La batalla comenzó el Viernes Santo y se desarrolló en primer lugar en la meseta de Arogye, por donde discurría el camino, bajo la lluvia de obuses de los treinta cañones escondidos por Tewodros en las colinas de los alrededores. Los etíopes atacaron con todas sus fuerzas al mismo tiempo, desaforadamente: miles de soldados de rostro como la pez, enfundados en antiguos uniformes ingleses hechos jirones, algunos armados tan solo con lanzas y espadas, gritando o cantando algo indistinguible. El general dio la orden de disparar de frente, y siguió un baño de sangre como pocas veces se había visto en un campo de batalla.
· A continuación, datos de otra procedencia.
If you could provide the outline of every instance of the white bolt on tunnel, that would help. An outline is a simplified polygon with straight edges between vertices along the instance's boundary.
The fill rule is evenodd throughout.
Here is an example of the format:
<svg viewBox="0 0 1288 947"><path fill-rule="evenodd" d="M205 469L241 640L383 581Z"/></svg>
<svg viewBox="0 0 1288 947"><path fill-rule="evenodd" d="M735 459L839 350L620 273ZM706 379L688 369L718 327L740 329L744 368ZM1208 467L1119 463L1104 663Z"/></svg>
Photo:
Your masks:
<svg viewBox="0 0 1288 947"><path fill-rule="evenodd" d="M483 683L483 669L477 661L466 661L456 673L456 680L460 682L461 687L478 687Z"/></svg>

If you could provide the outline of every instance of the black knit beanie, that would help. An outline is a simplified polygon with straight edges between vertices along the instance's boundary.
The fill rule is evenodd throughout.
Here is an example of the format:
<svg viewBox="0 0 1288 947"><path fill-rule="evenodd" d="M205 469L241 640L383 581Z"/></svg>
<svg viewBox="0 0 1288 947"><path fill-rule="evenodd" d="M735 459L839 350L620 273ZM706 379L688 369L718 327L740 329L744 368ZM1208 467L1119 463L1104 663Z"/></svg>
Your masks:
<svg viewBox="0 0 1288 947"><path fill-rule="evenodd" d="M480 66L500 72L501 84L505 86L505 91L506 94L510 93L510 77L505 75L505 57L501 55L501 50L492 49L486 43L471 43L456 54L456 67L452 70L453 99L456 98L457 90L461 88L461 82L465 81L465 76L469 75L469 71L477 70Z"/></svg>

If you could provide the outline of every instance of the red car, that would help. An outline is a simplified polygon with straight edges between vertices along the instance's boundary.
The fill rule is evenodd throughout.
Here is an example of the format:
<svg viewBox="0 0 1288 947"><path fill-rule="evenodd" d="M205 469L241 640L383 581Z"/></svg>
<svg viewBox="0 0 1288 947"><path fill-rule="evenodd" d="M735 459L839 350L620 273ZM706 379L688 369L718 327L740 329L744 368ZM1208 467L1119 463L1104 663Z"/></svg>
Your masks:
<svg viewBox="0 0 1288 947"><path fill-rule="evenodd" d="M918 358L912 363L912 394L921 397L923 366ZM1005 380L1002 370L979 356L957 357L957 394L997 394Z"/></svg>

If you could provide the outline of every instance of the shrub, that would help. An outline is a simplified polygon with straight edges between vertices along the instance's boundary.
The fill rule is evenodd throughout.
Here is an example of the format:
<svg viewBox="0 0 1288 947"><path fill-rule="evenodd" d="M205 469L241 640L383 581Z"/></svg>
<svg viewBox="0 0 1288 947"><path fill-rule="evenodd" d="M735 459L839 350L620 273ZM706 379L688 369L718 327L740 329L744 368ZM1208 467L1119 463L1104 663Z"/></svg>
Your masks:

Los pobres shifta —pues no merecían el apelativo de soldados— fueron despedazados, por centenares, por el fuego devastador de los morteros de la Brigada Naval y por los pesados cañones de la artillería de montaña. Pilas de cadáveres cubrían el camino, muñones de brazos y piernas estaban desperdigados por todas partes, soldados con los vientres reventados, con los sesos esparcidos, yacían en charcos de sangre que se extendían y se unían a otros charcos hasta que todo se convirtió en un lago de sangre, ininterrumpido, del que se elevaban islas de cadáveres. Los gritos de los mutilados ponían los pelos de punta. Ochocientos muertos y mil heridos quedaron tendidos en el campo de batalla en tan solo media hora, y los supervivientes se retiraron a la ciudadela para hacer frente al asedio que vendría a continuación. Entre los ingleses había tan solo veinte heridos por los obuses, pues los ejércitos no se habían enfrentado ni un solo instante en esa batalla a cañonazos.
—Eso está muy bien —dijo la reina, que sentía remordimientos por haber consentido la expedición, aunque no fue ella, sino el Parlamento, el que decretó la dimensión desproporcionada del ejército y los descomunales gastos de la campaña etíope que solo aportaría al Imperio la mezquina satisfacción de haber vengado una ofensa.